短期の緊急事態宣言しか想定していなかった特措法

今回、感染症対応の法的基盤となった新型インフルエンザ等対策特別措置法の建て付けも、本格的なパンデミックへの備えとして十分かは、慎重に検証する必要があります。

長期間にわたる外出自粛や休業要請により企業や家計への負担が蓄積する中、強制力や補償措置を伴わない現在の法的枠組みだけで次の流行に対応できる保証はありません。内閣官房幹部も「背に腹は代えられない状況になったら、次はもう効かないだろう」と、これまでのソフトロックダウン手法の限界を認めます。

もともと2012年の通常国会において新型インフルエンザ等対策特別措置法が法案審議された際にも、罰則や休業先への補償の要否に関する議論はありました。

当時、要請や指示を受けた者がこれに従わない場合の罰則の定めがない理由について問われた中川正春内閣府特命担当相は、「公表を通じて利用者の合理的な行動が確保されるということを考え方の基本にしております」と答弁し、国民が要請や指示に応じない事態は基本的に想定していないことを明らかにしました。

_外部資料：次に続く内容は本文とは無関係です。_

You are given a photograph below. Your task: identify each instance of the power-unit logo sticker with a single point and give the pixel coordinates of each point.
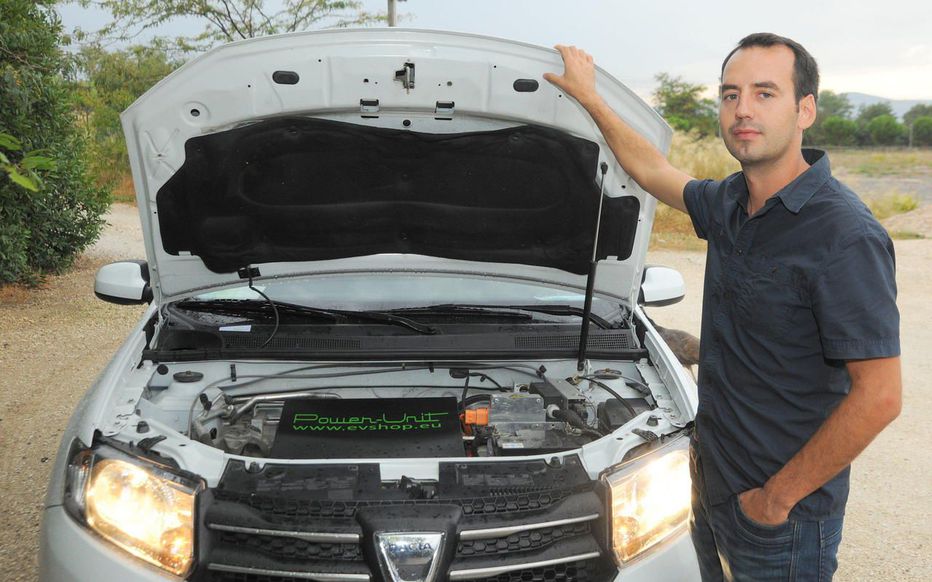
(310, 421)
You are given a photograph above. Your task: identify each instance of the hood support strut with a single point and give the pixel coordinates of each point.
(590, 279)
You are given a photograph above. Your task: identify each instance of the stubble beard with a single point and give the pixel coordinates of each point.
(765, 150)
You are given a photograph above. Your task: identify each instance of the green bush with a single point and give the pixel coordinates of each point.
(885, 130)
(41, 231)
(922, 131)
(839, 131)
(113, 81)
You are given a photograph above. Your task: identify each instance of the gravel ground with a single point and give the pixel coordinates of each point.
(54, 341)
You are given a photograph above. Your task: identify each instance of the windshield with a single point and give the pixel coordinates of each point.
(382, 292)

また、施設使用制限の対象となった事業者に対して補償が必要ではないかとの問いに対しては、「使用の制限等に関する措置については、事業活動に内在する社会的制約であると考えられることから、公的な補償は考えておりません」と答弁しています。

感染流行の長期継続は「想定外」

今回、緊急事態下における政府の広範な裁量による私権制限については、野党や日弁連などから強い警戒感が示されていたこともあり、政府は私権制限を必要最小限の範囲にとどめることを繰り返し強調しました。

しかし、法案制定当時の整理では施設使用制限等の措置はあくまで一時的なものであり、「その期間も1週間から2週間程度に限定されたもの」と想定されていたことには注意が必要です。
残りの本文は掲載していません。